By NomadicTax Research Team • 5 min read • April 23, 2026
## Overview of Payday Super
**Payday Super** is a new system requiring employers to align super contributions with employees’ pay periods, rather than quarterly. Starting 1 July 2026, all contributions must be paid **when wages are paid**. As part of this reform, there are changes to what counts as **qualifying earnings**, contribution timing, and defined benefit member rules. ([pwc.com.au](https://www.pwc.com.au/tax/monthly-tax-updates/april-2026.html?utm_source=openai))
## Key Legislative Changes
- **Employers’ reporting obligations** will change: new draft Law Companion Rulings (LCRs) cover qualifying earnings, contribution timing, and transitional arrangements. ([pwc.com.au](https://www.pwc.com.au/tax/monthly-tax-updates/april-2026.html?utm_source=openai))
- **Concessional contributions cap** adjustments are being made so individuals do not breach the cap during transition periods. The government is introducing technical amendments for financial year 2026-27. ([pwc.com.au](https://www.pwc.com.au/tax/monthly-tax-updates/april-2026.html?utm_source=openai))
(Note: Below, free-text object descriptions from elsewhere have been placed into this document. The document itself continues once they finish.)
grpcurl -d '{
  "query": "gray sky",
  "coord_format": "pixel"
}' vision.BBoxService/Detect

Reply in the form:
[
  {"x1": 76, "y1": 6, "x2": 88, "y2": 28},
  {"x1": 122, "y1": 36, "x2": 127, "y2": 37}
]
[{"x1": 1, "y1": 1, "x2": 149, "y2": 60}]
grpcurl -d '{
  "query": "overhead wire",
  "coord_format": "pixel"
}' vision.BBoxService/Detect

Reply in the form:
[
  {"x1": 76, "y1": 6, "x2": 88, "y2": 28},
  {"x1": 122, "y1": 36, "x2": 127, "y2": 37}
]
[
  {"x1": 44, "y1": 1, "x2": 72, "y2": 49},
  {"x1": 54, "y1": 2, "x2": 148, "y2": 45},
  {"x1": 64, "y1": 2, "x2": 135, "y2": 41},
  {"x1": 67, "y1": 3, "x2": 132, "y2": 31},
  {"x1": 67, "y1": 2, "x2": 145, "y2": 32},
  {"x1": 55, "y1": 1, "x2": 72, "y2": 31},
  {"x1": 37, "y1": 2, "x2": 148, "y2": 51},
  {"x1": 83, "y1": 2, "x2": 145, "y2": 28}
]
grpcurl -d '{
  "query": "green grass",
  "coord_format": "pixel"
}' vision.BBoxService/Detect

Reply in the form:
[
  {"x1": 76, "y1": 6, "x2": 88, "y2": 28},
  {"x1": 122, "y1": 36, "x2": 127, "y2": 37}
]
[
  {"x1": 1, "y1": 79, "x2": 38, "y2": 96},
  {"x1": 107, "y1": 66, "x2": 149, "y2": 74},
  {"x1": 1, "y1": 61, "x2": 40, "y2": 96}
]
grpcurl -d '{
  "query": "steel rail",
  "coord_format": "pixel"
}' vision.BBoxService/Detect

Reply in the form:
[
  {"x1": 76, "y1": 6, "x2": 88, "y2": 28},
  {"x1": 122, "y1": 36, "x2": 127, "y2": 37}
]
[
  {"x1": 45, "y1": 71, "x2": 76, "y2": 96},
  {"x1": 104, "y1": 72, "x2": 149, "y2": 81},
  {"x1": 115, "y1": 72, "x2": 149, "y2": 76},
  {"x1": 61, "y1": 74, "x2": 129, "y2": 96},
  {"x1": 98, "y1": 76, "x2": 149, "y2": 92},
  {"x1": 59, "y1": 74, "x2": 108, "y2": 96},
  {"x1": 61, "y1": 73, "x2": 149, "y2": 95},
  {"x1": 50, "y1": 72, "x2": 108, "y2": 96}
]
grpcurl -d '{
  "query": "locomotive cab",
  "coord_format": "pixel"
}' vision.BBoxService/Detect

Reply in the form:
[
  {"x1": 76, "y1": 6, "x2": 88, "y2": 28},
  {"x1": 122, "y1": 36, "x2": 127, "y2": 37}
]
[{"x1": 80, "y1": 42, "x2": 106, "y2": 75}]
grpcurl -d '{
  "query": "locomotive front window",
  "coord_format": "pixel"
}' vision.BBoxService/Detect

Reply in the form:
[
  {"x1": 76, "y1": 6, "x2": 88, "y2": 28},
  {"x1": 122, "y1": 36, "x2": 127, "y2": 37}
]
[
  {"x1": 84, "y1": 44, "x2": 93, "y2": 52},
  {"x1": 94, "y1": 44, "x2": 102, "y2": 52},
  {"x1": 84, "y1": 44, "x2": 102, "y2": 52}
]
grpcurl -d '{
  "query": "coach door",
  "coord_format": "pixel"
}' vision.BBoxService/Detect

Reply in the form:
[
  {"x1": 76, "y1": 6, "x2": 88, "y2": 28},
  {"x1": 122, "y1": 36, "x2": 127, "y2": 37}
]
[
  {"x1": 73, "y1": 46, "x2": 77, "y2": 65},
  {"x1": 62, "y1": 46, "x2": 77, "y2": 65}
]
- **New regulations passed**: Treasury Laws Amendment (Payday Superannuation) Regulations 2026 support changes to Superannuation Guarantee Administration and SIS Regulations. ([pwc.com.au](https://www.pwc.com.au/tax/monthly-tax-updates/april-2026.html?utm_source=openai))
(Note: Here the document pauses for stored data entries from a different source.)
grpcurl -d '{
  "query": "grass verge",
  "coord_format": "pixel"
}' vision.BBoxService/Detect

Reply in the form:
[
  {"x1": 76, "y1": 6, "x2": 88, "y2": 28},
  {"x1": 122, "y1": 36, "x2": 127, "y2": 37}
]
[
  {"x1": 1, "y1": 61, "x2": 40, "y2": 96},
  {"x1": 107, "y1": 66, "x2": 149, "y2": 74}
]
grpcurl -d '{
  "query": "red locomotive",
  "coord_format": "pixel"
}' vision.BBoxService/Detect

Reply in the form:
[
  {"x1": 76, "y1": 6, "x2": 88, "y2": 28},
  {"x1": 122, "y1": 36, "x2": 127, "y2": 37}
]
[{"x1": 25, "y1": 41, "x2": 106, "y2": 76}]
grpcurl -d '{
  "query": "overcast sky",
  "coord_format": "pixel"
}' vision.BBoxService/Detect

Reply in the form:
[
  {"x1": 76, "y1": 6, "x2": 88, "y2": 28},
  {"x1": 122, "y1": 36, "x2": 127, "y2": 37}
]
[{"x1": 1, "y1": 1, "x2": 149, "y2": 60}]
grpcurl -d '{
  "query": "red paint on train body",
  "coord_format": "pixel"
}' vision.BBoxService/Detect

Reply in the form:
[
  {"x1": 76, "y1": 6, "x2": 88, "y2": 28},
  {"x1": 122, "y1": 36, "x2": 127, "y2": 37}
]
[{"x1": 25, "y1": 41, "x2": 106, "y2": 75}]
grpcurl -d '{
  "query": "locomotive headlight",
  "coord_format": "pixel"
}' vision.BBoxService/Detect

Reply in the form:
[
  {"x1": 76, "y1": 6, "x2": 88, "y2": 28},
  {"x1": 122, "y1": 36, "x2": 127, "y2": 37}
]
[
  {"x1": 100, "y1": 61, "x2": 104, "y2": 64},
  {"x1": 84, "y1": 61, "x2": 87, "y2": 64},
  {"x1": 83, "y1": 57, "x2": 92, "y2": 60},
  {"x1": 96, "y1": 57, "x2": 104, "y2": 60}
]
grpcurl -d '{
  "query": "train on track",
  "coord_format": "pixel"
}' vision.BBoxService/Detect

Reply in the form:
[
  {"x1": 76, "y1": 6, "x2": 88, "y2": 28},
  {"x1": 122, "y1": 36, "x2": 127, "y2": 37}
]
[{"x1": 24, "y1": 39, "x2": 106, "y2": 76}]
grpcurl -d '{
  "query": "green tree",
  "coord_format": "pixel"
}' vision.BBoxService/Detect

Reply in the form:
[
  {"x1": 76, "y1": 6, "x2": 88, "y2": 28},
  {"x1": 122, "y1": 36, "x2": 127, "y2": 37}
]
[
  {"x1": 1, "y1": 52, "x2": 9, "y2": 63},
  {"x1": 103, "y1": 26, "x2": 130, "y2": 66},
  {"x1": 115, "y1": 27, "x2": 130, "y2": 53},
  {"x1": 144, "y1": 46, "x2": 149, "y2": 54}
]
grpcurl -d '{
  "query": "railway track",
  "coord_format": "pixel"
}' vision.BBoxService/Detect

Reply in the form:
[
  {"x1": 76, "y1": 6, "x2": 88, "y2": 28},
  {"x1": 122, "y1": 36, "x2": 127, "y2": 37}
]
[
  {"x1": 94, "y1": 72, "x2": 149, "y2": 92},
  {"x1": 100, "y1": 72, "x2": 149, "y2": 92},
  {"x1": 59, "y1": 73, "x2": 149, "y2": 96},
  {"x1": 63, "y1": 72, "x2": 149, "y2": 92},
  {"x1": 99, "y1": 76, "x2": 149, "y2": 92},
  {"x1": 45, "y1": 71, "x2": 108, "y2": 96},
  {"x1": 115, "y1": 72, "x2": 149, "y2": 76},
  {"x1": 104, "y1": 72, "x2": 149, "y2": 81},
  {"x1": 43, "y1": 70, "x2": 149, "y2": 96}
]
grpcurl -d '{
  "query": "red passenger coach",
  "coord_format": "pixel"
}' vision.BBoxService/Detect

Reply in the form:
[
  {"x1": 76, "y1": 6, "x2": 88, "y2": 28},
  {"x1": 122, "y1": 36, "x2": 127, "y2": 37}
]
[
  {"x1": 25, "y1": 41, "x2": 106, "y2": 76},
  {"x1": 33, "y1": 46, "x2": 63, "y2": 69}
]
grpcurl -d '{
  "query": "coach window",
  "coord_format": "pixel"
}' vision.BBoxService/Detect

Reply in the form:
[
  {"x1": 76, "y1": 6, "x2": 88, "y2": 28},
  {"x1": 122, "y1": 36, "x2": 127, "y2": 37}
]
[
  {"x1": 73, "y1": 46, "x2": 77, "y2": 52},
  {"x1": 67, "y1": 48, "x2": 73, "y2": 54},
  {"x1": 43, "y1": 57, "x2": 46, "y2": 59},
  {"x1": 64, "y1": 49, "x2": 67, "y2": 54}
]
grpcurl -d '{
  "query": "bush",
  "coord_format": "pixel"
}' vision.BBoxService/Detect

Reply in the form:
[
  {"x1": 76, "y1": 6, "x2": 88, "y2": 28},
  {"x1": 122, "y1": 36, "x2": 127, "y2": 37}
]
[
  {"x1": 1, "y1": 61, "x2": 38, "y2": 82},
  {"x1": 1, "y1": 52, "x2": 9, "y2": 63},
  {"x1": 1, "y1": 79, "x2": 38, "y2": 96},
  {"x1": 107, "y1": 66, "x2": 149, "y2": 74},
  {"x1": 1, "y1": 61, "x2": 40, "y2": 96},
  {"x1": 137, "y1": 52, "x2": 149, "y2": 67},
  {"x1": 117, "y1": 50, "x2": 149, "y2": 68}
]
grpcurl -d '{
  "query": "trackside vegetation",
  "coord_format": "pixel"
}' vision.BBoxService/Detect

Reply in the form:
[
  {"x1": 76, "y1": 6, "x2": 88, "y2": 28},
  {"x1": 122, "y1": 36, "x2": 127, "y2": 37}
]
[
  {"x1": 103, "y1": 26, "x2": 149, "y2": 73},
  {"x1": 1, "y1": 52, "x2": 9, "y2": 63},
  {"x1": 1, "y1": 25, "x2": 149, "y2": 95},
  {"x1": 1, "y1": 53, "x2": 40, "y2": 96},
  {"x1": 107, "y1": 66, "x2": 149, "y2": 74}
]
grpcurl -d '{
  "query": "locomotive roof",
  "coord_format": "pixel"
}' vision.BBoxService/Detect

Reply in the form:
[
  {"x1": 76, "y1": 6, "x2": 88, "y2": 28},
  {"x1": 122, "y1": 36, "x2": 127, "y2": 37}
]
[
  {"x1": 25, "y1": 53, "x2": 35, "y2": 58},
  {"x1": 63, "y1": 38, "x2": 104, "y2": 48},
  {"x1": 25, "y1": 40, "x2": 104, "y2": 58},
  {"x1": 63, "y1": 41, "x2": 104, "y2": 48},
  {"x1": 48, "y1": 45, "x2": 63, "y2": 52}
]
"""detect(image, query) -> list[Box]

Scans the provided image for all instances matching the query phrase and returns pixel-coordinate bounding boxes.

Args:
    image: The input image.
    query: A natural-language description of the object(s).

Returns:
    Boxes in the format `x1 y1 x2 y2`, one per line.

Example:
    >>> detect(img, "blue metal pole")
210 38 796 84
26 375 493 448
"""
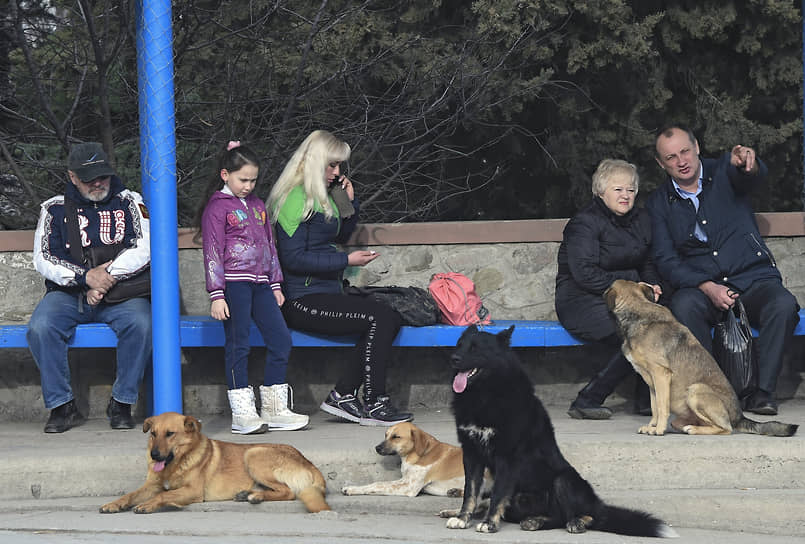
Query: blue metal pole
136 0 182 414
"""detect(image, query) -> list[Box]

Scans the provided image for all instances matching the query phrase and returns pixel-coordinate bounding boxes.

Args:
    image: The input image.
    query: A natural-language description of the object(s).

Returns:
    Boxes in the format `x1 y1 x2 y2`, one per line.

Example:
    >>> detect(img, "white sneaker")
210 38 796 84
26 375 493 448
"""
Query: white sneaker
260 384 309 431
227 387 268 434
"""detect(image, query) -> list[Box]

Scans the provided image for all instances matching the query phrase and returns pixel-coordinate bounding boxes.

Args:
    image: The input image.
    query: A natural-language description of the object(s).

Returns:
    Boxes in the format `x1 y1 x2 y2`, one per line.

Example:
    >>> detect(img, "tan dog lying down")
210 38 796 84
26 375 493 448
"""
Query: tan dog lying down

## What Employers Should Do Before 1 July 2026
| Task | Why it matters |
|---|---|
| Review payroll systems | To ensure contributions are calculated on qualifying earnings and allocated in the correct pay period. |
| Update staff onboarding processes | Employers need to handle stapled super funds earlier, and refrain from advertising super products during onboarding. ([rsm.global](https://www.rsm.global/australia/tax-insights/ges-update/global-employer-tax-update-april-2026?utm_source=openai)) |
| Communicate with employees | Ensure employees understand how the change affects salary sacrifice arrangements, defined benefits, and timing of their own contributions. |
| Assess cash flow implications | Aligning contributions with paydays may require employers to manage liquidity differently, particularly for smaller businesses. |
## Example
An employer currently pays wages fortnightly but pays superannuation contributions quarterly. Under Payday Super, because wages are paid fortnightly, super must be paid **each time wages are paid**, based on wages earned in that period. If an employee starts on 30 June 2026, any eligible earnings in late June must be counted in that pay period, but the contribution timing is critical to ensure it’s not pushed into the next financial year unintentionally—something especially relevant for the transitional 2026-27 year.
## Penalties and Compliance
Failing to meet Payday Super obligations from 1 July 2026 can lead to:
- **Super guarantee shortfall penalties**.
- Possible **director-penalty notices** for super guarantee failures.
- Increased scrutiny by the ATO, especially given its heightened focus on payroll, fringe benefits, and super compliance under **Operation Crimson**. ([rsm.global](https://www.rsm.global/australia/tax-insights/ges-update/global-employer-tax-update-april-2026?utm_source=openai))
## Summary
Payday Super is not just a minor change—it overhauls timing and classification for super contributions, with meaningful implications for employer operations, payroll systems and cash flow. Starting on **1 July 2026**, all hands need to be on deck: update systems, train your team, communicate changes, and align financial processes. Being unprepared risks non-compliance and financial penalties.